En su faceta como reseñista del suplemento Radar, Verónica Gómez forjó su voz autoral al poner un especial énfasis justiciero en muestras un tanto desplazadas, en espacios de un circuito al margen del mainstream (la Comisión Nacional de Energía Atómica, las galerías de Arroyo, el Museo Nacional de Arte Decorativo, el Museo Eduardo Sívori) y con un fetiche por el grabado y el dibujo como ejes distintivos, disciplinas siempre relegadas como géneros menores. Guiada por una motivación similar, en su nueva muestra Aída y la fuga de los calvos, Gómez exhuma de la colección del museo un puñado de obras en papel en un arco que va desde el infalible Aizenberg (la obstinación por la estela que dejó su obra para las generaciones posteriores es una fijación sintomática largamente analizada) hasta la reivindicación de artistas desterrados del canon, sepultados en la ignominia del barro de la Historia, operando como una saqueatumbas afectiva que se vale de retazos de ficción para componer un nuevo cuerpo ahistórico.
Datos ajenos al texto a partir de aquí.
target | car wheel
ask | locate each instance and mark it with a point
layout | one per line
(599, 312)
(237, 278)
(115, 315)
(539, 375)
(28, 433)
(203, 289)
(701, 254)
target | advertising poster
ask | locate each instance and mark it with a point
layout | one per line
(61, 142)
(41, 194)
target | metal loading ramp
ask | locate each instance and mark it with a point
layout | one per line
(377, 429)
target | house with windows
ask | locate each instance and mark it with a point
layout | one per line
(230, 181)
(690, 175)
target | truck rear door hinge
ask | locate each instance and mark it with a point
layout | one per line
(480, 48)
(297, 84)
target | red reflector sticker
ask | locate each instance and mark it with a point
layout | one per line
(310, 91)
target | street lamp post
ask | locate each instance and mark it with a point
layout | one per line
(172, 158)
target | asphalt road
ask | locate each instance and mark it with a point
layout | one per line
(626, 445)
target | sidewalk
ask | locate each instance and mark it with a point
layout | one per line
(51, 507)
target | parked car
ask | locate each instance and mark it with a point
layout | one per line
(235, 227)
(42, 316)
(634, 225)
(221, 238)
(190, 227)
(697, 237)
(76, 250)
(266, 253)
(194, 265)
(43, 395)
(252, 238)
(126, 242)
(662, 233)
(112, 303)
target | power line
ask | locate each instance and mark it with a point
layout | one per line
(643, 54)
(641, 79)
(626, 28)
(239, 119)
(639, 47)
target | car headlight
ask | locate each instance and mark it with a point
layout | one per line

De esta manera, así como en sus anteriores instalaciones Gómez trabajaba a partir de mise-en-scènes escenográficas que tensaban lo institucional con lo privado, la artista extiende ahora esas inquietudes hacia el montaje, no tanto desde las variables compositivas de la colgada, sino entendido como encadenamiento semántico; un organismo de imágenes fijas que entre sus silenciosos intersticios produce fogonazos narrativos, operando con la lógica de un haiku o a la manera del hebreo, un protoalfabeto sin vocales que en sus omisiones ramifica las posibilidades hermenéuticas hacia una eiségesis subjetiva. Partiendo de las obras del patrimonio del MAMBA, Gómez entrama un relato coral, sugiriendo que la colección de un museo puede funcionar como material crudo, una utilería capaz de ser tergiversada en la mesa de montaje, un sistema a través del cual un conjunto de imágenes multiplica de forma exponencial sus cualidades ficcionales y emotivas de acuerdo con la manera en que estas son barajadas y reordenadas.
Si la muestra de Mondongo convocó multitudes gracias al efectismo pochoclero de su pirotecnia visual, como un blockbuster de vacaciones de invierno, la sensibilidad intimista de Aída…, en su cuidada artesanía indie, supone un antídoto frente a la parafernalia con que la industria del entretenimiento aspira a tentaculizar la cultura, refugiándose con discreción y confiando en la potencia del relato por sobre cualquier efecto especial.
Verónica Gómez, Aída y la fuga de los calvos, MAMBA, Buenos Aires, 22 de agosto a 6 de octubre de 2013.